Ketika sudah memiliki tujuan, dalam hal ini kita dapat menemukan dalam kalimat 'Kalau sampai waktuku'. Ada beberapa kritikus yang berpendapat bahwa kalimat di atas memiliki makna jika Indonesia sudah mencapai gerbang kemerdekaan. Kata 'aku' dalam puisi tersebut bukan aku secara pribadi, melainkan aku sebagai bangsa Indonesia. Banyak kata yang melambangkan semangat dari puisi yang berjudul 'Aku'. Bahkan menurut saya, hampir secara keseluruhan kata-kata dari puisi ini menggelorakan semangat bagi siapa saja yang mendengar atau membacanya.
Semangat itu dapat kita lihat dalam kalimat : aku mau hidup seribu tahun lagi. Hal ini menandakan optimisme dan harapan yang menggebu. Walau pada akhirnya, menurut sejarah Chairil Anwar meninggal pada usia yang masih muda, yakni menjelang usia 27 tahun. Namun, semangat itu ia gaungkan melalui tulisannya. Sehingga, saat jasadnya terkubur di bawah tanah pun, karya-karyanya tetap mengangkasa, menggaungkan semangat yang menggelora.
Sikap yang berani
Kita dapat melihat patriotisme dalam sikap dan keberanian yang dituangkan Chairil Anwar dalam puisi 'Aku' di atas. Kita akan menemukan kalimat, 'aku ini binatang jalang, dari kumpulannya terbuang'. Maksudnya, penyair mengakui bahwa dirinya adalah binatang jalang, yakni binatang yang hidup berkeliaran secara bebas, tidak dikekang, bisa hidup merdeka sesuai kehendak hatinya, tidak suka diperintah, dan tidak mau terikat oleh aturan-aturan yang berlaku dalam kehidupan.Â
Kalimat aku ini binatang jalan juga menunjukkan sikap yang berani dalam mengakui bahwa dirinya memang manusia yang hina, seperti binatang jalang yang mau hidup bebas dan tidak taat aturan. 'Dari kumpulannya terbuang' dapat kita maknai sebagai sebuah pengakuan, bahwa ketika dia mengidentifikasi diri sebagai binatang jalang yang tidak suka diatur. Ternyata, dalam perkumpulan itu, dia juga tidak bisa mengikuti aturan kelompok tersebut. Sehingga, binatang jalang ini benar-benar hidup sendiri, menyendiri, dan mandiri menjalani kehidupan merdeka sesuai keinginannya.
Pantang menyerah
Sikap pantang menyerah dan tidak mudah putus asa, sebagai indikator adanya patriotisme dalam jiwa penyair dapat kita temukan dalam kalimat-kalimat berikut. Diantaranya : Biar peluru menembus kulitku, aku tetap meradang menerjang. Artinya, sebagai seorang manusia ketika menghadapi masalah, peperangan, baku hantam, dan pertempuran demi membela kebenaran dan cita-cita.

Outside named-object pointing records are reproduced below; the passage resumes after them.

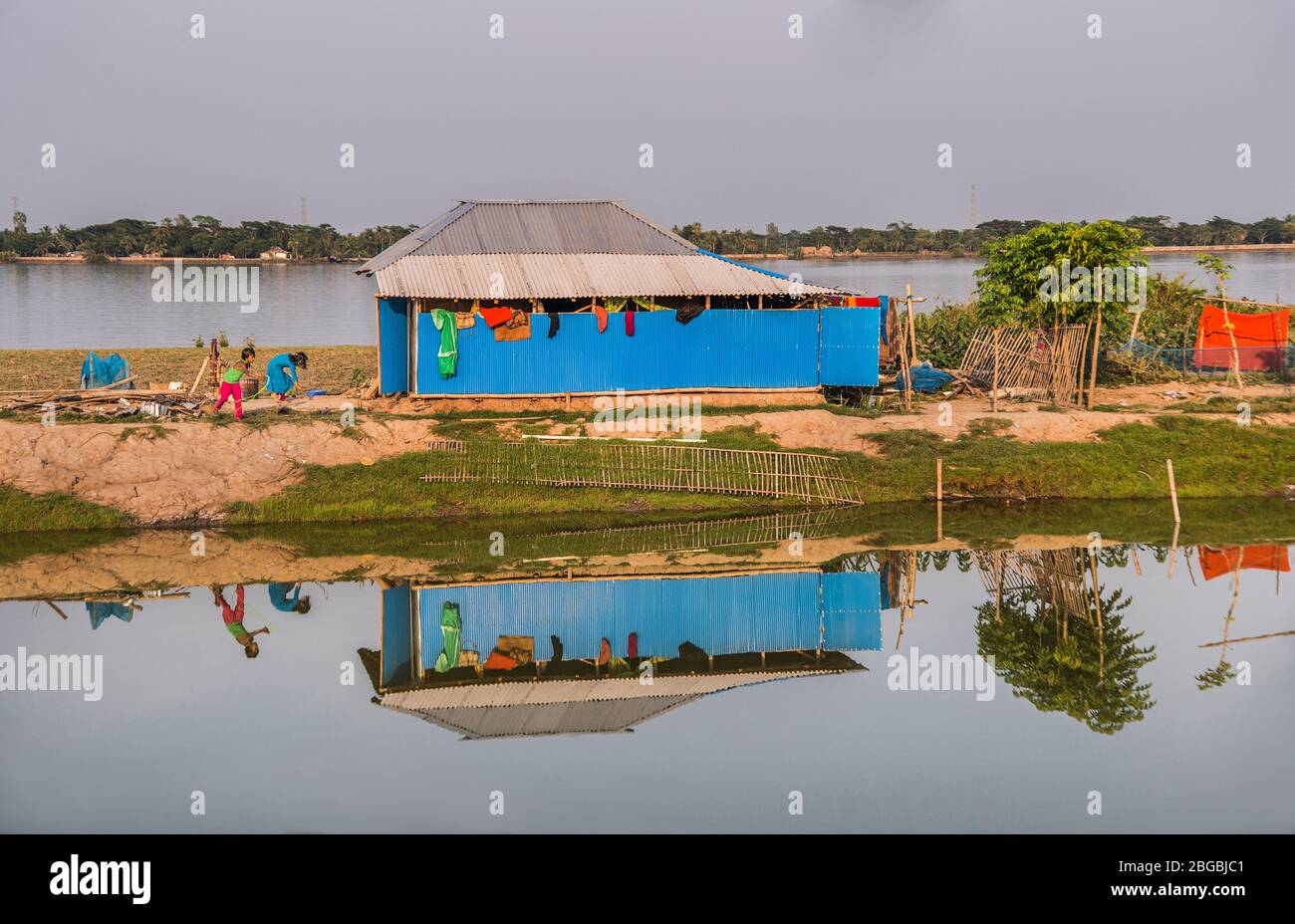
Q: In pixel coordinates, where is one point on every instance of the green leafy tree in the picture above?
(1089, 670)
(1011, 288)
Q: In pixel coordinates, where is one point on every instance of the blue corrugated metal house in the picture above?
(742, 630)
(699, 321)
(778, 611)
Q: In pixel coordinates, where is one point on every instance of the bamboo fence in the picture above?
(1053, 577)
(599, 463)
(1043, 363)
(689, 535)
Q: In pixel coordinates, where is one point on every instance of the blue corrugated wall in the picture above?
(392, 346)
(717, 349)
(721, 615)
(396, 635)
(850, 340)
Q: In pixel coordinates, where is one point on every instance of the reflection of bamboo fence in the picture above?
(597, 463)
(1044, 363)
(1053, 577)
(682, 535)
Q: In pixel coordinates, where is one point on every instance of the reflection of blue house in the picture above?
(555, 262)
(738, 631)
(760, 612)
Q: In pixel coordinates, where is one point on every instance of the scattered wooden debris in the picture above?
(108, 402)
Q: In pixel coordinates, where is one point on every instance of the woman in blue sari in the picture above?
(281, 372)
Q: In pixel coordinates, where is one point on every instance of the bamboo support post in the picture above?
(1097, 342)
(1173, 491)
(993, 392)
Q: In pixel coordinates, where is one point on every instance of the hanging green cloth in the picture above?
(451, 630)
(447, 357)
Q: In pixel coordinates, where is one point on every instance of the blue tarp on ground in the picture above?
(926, 378)
(98, 372)
(721, 615)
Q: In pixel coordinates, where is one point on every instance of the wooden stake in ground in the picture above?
(1097, 341)
(939, 500)
(993, 392)
(911, 329)
(1173, 491)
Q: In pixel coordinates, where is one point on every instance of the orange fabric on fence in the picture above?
(1260, 340)
(1216, 562)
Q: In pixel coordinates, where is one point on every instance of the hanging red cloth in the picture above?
(493, 318)
(1260, 340)
(1216, 562)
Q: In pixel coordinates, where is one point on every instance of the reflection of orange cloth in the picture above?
(1260, 340)
(500, 661)
(1216, 562)
(493, 318)
(517, 329)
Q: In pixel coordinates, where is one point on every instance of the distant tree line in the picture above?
(901, 237)
(205, 236)
(197, 236)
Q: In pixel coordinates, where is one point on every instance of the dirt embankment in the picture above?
(164, 560)
(188, 470)
(160, 558)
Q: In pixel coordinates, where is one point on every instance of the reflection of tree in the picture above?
(1062, 657)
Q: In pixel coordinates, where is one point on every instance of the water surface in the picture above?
(112, 307)
(1141, 713)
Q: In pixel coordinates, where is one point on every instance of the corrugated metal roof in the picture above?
(542, 693)
(555, 718)
(577, 276)
(523, 227)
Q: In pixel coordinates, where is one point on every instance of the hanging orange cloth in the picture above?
(1260, 340)
(493, 318)
(518, 328)
(1216, 562)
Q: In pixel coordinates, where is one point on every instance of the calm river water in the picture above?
(112, 307)
(1174, 735)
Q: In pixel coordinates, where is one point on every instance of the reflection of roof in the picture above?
(560, 250)
(534, 227)
(568, 707)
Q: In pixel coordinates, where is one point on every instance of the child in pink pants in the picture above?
(231, 387)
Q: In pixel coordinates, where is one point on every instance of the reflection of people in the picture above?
(233, 620)
(100, 611)
(451, 634)
(286, 596)
(281, 372)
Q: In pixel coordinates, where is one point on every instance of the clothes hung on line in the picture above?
(447, 356)
(493, 318)
(1260, 340)
(518, 328)
(687, 314)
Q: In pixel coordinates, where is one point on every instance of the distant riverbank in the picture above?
(112, 306)
(953, 255)
(78, 259)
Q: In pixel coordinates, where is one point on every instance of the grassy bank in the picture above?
(332, 367)
(1211, 458)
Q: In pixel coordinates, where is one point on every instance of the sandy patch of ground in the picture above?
(163, 560)
(192, 469)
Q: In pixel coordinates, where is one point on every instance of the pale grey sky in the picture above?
(747, 124)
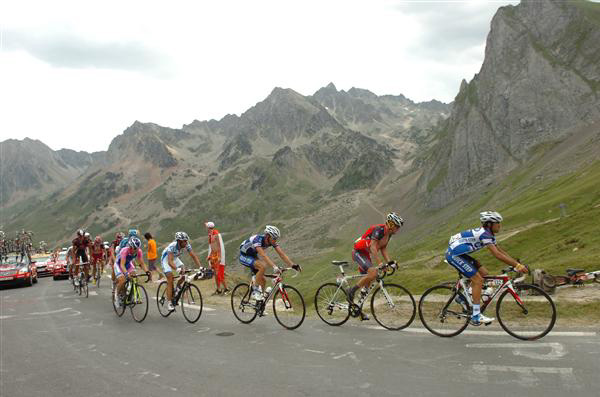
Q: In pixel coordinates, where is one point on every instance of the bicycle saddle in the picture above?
(339, 263)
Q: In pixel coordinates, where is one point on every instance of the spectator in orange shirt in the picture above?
(216, 257)
(152, 256)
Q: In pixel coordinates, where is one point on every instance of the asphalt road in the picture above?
(54, 343)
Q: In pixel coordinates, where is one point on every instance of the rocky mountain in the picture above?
(540, 79)
(29, 167)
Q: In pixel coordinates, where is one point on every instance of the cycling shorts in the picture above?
(363, 259)
(165, 264)
(128, 268)
(248, 260)
(465, 264)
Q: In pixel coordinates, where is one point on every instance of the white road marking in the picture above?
(526, 375)
(521, 349)
(492, 333)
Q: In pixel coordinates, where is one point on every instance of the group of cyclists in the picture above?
(369, 252)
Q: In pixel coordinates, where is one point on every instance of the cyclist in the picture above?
(81, 245)
(472, 240)
(97, 254)
(125, 267)
(369, 247)
(253, 255)
(170, 262)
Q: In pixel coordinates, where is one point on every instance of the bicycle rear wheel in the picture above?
(191, 303)
(332, 304)
(393, 307)
(288, 307)
(138, 303)
(440, 313)
(244, 308)
(118, 309)
(161, 299)
(530, 319)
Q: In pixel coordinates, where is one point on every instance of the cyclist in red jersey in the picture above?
(369, 247)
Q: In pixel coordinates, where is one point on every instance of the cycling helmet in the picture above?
(395, 219)
(181, 236)
(490, 216)
(134, 243)
(273, 232)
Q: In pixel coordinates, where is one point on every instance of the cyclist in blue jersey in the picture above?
(253, 255)
(472, 240)
(170, 262)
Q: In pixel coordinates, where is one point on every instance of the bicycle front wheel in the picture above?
(331, 304)
(191, 303)
(244, 308)
(529, 315)
(393, 307)
(288, 307)
(139, 303)
(440, 313)
(162, 300)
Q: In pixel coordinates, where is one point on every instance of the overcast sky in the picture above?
(77, 73)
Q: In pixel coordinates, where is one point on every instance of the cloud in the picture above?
(448, 28)
(63, 50)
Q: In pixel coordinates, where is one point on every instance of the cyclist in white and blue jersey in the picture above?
(170, 262)
(253, 255)
(472, 240)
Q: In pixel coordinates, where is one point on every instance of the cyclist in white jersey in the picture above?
(472, 240)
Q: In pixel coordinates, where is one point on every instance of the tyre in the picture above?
(393, 307)
(118, 309)
(288, 307)
(161, 299)
(191, 303)
(242, 305)
(332, 304)
(139, 303)
(530, 319)
(440, 313)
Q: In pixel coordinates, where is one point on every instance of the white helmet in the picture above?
(490, 216)
(392, 217)
(273, 232)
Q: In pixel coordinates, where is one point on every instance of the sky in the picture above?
(75, 74)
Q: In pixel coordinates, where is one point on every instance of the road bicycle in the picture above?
(524, 311)
(392, 305)
(576, 277)
(135, 298)
(187, 294)
(288, 303)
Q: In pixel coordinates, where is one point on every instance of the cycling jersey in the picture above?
(470, 241)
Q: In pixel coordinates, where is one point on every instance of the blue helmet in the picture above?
(134, 243)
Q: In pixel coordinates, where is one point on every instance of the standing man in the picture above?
(152, 255)
(216, 257)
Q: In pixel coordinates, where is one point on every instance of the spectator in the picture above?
(216, 257)
(152, 256)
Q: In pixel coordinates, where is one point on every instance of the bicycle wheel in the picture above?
(118, 309)
(393, 307)
(440, 313)
(138, 299)
(243, 306)
(288, 307)
(161, 299)
(530, 319)
(331, 304)
(191, 303)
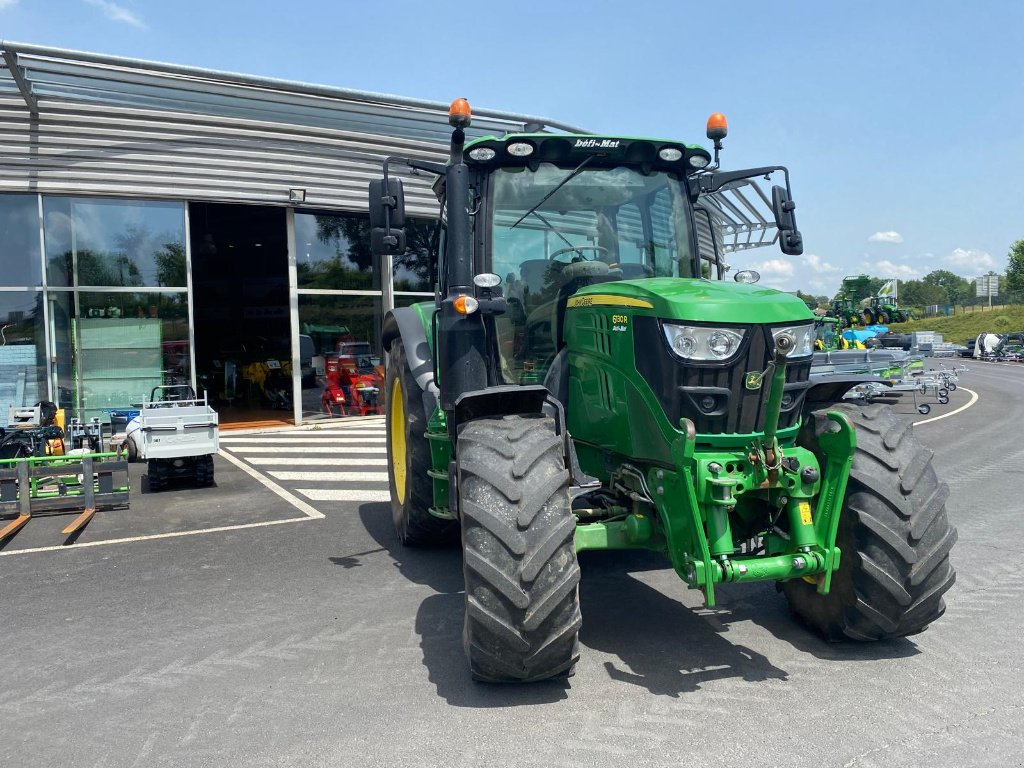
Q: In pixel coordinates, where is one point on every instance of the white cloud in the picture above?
(775, 272)
(971, 260)
(117, 12)
(886, 268)
(889, 237)
(815, 264)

Maka, kita harus memiliki sikap pantang menyerah. Walaupun peluru menembus kulit, cacian dan hinaan menghancurkan mental. Kita harus tetap berjuang dan berupaya. Meradang dan terus menerjang dengan segala kekuatan dan sumber daya yang ada pada diri kita. Karena, luka dan bisa ku bawa berlari, hingga hilang pedih peri. Saat kita terluka, terkena bisa, berdarah, dan sakit. Dengan terus fokus pada tujuan, terus berlari mengejar harapan. Maka, luka dan bisa itu akan hilang dengan sendirinya.Â
Sikap ini cocok sekali dengan kisah burung elang dan gagak. Bagaimana saat elang sedang terbang rendah, tiba-tiba saja ada seekor burung hitam kecil terbang dan naik di punggungnya, mematuk bulu dan daging punggung elang. Â Namun, sang elang tidak menghiraukan rasa sakit dan luka yang diakibatkan oleh patukan burung hitam bernama gagak itu. Elang juga tidak melakukan perlawanan atau coba menghalau burung tersebut.